西行は、本名を佐藤義清といい、武家に生まれて鳥羽上皇に仕えたものの、保延6年(1140年)に23歳の若さで出家し、西行・円位などと号しました。
西行は、仏道修行を重ねるとともに、旅の歌人として過ごし、多くのすぐれた歌を遺しました。
「新古今和歌集」には、個人の歌としては一番多い94首が収録されており、自らの歌集に「山家集」があります。
漂泊の旅の様子は、「古今著聞集」「沙石集」などの説話集に記され、西行の足跡は次第に伝説化されるようになりました。
中務集は、その西行が書いたと伝えられる平安中期の女流歌人・中務の私家集(個人の歌を集めた本)です。
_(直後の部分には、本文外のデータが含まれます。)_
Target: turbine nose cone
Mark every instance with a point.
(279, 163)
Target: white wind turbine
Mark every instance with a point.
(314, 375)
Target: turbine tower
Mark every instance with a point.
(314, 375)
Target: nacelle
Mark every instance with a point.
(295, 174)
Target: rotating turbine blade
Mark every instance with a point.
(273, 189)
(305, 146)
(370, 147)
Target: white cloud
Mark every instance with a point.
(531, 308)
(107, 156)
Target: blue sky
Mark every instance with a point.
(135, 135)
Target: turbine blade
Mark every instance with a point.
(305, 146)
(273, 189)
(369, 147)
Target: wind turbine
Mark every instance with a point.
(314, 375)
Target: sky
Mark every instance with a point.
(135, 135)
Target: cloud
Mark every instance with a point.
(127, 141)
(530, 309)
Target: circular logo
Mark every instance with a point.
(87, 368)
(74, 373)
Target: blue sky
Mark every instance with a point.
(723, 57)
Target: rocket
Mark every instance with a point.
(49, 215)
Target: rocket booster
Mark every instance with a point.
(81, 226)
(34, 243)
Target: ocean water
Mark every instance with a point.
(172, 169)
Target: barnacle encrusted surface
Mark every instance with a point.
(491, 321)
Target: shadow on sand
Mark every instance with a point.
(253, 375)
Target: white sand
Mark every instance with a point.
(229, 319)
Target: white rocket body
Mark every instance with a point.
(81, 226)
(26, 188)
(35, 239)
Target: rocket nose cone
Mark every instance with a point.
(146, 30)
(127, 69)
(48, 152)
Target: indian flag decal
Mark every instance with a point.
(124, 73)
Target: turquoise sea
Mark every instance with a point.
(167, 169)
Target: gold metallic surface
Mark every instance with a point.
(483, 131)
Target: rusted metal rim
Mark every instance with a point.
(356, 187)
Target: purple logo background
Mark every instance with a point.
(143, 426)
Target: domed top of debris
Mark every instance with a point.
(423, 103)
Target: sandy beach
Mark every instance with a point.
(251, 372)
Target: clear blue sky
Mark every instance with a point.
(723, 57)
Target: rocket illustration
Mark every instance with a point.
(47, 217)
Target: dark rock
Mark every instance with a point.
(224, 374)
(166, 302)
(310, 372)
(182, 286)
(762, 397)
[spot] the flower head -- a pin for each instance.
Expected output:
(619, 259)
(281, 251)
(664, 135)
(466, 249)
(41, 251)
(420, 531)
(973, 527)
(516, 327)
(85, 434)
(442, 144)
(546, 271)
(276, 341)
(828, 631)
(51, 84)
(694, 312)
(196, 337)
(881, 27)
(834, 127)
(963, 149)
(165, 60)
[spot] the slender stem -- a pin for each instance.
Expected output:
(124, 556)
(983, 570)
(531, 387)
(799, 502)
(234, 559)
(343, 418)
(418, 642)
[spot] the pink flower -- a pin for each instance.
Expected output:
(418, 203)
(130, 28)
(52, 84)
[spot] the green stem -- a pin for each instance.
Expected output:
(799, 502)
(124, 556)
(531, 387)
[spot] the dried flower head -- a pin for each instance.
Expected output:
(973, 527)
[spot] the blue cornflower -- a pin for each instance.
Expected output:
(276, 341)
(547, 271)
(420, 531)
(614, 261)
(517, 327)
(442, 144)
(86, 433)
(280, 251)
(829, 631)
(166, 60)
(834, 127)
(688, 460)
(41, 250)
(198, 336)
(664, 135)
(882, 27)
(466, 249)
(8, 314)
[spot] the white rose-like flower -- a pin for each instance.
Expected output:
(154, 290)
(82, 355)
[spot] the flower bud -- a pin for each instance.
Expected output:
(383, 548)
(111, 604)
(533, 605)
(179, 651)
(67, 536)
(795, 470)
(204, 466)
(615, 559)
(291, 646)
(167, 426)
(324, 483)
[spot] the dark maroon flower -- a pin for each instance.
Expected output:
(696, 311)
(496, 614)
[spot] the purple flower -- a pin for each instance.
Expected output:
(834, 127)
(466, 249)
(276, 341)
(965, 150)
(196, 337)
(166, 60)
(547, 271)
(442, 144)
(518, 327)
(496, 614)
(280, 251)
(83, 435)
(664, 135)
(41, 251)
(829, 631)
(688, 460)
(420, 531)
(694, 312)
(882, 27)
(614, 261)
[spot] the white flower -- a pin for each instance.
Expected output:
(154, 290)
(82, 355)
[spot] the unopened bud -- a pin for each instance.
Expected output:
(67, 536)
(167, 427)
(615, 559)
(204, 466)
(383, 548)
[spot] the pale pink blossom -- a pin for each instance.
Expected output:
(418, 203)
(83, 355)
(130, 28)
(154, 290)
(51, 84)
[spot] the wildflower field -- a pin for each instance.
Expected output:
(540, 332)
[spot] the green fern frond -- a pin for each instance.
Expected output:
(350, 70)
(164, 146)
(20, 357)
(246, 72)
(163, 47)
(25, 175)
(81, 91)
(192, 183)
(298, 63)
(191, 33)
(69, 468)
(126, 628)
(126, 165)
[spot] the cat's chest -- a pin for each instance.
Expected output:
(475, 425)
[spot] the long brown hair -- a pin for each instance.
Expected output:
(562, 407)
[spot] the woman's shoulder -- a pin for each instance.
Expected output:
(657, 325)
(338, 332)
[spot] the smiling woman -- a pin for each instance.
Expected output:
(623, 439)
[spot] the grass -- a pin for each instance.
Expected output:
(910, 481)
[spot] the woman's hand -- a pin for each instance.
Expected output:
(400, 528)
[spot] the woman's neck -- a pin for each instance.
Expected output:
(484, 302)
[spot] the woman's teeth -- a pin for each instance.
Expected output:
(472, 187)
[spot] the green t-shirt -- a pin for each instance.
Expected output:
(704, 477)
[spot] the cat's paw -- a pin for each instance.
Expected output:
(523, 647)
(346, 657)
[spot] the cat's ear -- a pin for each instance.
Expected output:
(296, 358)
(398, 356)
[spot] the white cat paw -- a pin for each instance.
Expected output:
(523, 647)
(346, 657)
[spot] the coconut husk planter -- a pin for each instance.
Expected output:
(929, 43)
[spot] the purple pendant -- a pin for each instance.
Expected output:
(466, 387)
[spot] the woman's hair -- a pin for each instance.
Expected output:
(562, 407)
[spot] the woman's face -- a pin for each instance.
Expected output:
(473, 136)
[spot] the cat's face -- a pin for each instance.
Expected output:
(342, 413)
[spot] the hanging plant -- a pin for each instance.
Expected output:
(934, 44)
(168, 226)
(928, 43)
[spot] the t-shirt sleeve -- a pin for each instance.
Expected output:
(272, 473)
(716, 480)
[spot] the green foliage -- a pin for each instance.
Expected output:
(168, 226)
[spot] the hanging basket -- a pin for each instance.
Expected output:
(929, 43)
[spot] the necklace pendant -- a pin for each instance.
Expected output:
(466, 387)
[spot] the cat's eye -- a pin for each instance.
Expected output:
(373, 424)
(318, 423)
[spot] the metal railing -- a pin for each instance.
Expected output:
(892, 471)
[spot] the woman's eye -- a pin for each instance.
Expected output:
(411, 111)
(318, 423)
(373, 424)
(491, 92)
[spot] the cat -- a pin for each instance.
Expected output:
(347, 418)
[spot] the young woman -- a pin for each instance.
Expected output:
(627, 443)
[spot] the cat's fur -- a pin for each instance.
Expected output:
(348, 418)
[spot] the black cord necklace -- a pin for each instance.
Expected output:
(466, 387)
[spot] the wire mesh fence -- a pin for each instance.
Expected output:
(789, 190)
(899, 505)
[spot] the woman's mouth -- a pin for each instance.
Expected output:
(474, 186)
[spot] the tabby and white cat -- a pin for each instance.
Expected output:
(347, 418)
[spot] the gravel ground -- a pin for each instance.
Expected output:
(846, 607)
女流歌人・中務とは、宇多天皇の第4皇子敦慶親王の女です。
父が中務卿・式部卿であったため、その官名を女房名としました。母は歌人として有名な伊勢です。
中務集の特徴は?
中務集は、上代様を甦らせた気品あふれる名跡です。
※上代様
小野道風・藤原佐理 ・藤原行成らに代表される平安中期に完成した和様の書風。
中務集は、西行60歳頃の書と考えられています。
端正な字、息が長く美しい連綿は、上代様に見られたものです。
この頃は、すでに上代様は流行から外れ、古風と考えられていたようですが、西行はそのような時代の流れに流されず、上代様の美を見事に表現してみせたのです。
格調の高いかなの表現
同時代では類を見ない端正さです。
1首3行にほぼ統一された形式は、和歌を読ませることに主眼が置かれたのではないでしょうか。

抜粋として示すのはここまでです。